There are those who make their investments and then leave them alone. There are those who invest their funds then check on them only occasionally. And there are those who stay atop the investments, checking them daily and fretting over their performance.
Among that last group, there are those who are really enjoying themselves in the process.
Spectrem’s wide-ranging research on affluent investors routinely asks respondents how they feel about investing. Investors are asked “Do you enjoy investing?” and then are asked to rate themselves on their knowledge of financial products and investments.
Why does this matter?
Active investors are more likely to want to have more contact with their advisors, and are more likely to be knowledgeable about investment options.
“It is important to know the level of involvement an investor is going to have in the process of investing and increasing their portfolio,’’ said Spectrem President George H. Walper Jr. “Those that enjoy the process are probably the ones most interested in hearing about new investment opportunities.”
In Spectrem’s quarterly wealth segmentation study Financial Behaviors and the Investor’s Mindset, enjoyment in investing ranged from 59 to 77 percent of all Ultra High Net Worth investors with a net worth between $5 million and $25 million. The range was dependent upon age; the group most likely to report enjoying themselves in investing were those between the ages of 49-54. The low end age segment were those between the ages of 55 to 64.
Among those UHNW investors, 90 percent report either being very or fairly knowledgeable about financial products and investments.
Among Millionaires, with a net worth between $1 million and $5 million, the enjoyment factor follows the UHNW pattern based on age. Those 36-44 are most likely to express enjoyment (63 percent) while those 65 and over are the least likely to do so (45 percent). Eighty-three percent of Millionaires claim to be fairly or very knowledgeable about investments and financial products.

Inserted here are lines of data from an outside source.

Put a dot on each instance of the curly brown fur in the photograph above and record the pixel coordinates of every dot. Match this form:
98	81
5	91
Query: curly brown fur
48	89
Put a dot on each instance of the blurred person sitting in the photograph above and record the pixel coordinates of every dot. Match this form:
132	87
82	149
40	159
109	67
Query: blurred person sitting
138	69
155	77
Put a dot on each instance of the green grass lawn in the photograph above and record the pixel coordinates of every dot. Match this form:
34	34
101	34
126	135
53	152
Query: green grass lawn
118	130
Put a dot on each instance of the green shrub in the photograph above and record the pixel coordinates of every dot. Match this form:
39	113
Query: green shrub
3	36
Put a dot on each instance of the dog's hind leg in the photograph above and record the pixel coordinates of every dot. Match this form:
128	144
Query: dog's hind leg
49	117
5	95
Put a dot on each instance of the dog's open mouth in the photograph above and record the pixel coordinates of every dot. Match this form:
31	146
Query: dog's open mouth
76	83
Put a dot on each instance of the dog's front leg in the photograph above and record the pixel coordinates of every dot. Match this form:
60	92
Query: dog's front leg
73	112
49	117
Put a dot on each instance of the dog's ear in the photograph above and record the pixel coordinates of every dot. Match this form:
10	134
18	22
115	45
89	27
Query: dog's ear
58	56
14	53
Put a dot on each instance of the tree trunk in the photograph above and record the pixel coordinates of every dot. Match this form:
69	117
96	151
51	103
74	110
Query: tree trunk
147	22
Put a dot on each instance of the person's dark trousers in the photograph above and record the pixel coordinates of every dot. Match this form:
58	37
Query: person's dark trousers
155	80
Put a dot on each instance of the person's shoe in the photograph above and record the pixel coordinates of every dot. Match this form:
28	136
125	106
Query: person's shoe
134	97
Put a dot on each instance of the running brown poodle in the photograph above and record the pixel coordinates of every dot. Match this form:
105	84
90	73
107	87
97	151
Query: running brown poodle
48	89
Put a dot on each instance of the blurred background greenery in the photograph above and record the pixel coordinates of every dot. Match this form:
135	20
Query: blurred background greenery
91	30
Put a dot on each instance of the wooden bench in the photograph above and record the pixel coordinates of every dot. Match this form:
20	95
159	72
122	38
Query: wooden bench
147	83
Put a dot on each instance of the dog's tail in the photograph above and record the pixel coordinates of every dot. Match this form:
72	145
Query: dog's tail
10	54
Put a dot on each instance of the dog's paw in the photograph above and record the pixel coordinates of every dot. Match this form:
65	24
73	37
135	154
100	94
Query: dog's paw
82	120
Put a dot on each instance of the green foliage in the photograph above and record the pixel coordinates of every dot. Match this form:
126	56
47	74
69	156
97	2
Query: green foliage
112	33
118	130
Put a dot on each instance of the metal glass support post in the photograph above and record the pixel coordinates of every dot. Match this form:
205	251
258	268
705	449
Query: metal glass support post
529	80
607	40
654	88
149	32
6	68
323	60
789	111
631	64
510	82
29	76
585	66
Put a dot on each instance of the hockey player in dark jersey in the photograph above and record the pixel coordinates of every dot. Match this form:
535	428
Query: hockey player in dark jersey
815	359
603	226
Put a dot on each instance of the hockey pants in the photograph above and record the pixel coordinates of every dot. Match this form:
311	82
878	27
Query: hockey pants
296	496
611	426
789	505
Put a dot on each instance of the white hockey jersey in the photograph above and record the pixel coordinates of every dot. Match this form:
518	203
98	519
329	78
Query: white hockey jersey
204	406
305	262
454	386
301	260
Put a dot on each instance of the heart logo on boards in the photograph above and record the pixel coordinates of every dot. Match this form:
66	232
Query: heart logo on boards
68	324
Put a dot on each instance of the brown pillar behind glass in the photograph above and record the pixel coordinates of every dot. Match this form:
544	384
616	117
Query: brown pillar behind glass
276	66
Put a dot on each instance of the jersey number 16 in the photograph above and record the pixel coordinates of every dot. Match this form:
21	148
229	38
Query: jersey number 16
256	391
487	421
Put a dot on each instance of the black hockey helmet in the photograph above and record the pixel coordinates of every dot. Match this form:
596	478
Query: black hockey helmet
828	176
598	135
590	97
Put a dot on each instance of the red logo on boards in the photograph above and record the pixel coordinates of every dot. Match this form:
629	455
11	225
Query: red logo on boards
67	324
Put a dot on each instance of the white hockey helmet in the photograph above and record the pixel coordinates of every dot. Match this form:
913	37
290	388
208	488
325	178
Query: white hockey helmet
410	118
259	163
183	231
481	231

It makes sense that investors who seldom or never use advisors would express the greatest pleasure out of their own investing. While 63 percent of all UHNW investors enjoy investing, 76 percent of self-directed investors, those who never use a financial advisor, report enjoying the process of making and watching investments.
There is also a difference in enjoyment related to occupation. Senior corporate executives are far more likely (74 percent) to report enjoying investing than professionals (doctors, lawyers and the like, 55 percent).
There appears to be a generational growth in the pleasure that comes from investing. In Spectrem’s study The Investing Habits of Millennials, the newest generation to come into money expressed the greatest pleasure in investing when compared to previous generations.
Among Millennials (born between 1981 and 1997), 64 percent of those with more than 41 million in net worth enjoy investing. That compares to 55 percent of Gen X-ers (born 1965-1980), 52 percent of Baby Boomers (born 1946-1964) and 54 percent of World War II investors (born prior to 1964).
By the way, those Millennials are less certain of their investment knowledge than older generations. Among Millennials, 17 percent consider themselves very knowledgeable and 41 percent claim to be fairly knowledgeable about investments and financial products. For comparison, 23 percent of Baby boomers are very knowledgeable and 55 percent are fairly knowledgeable when it comes to investing.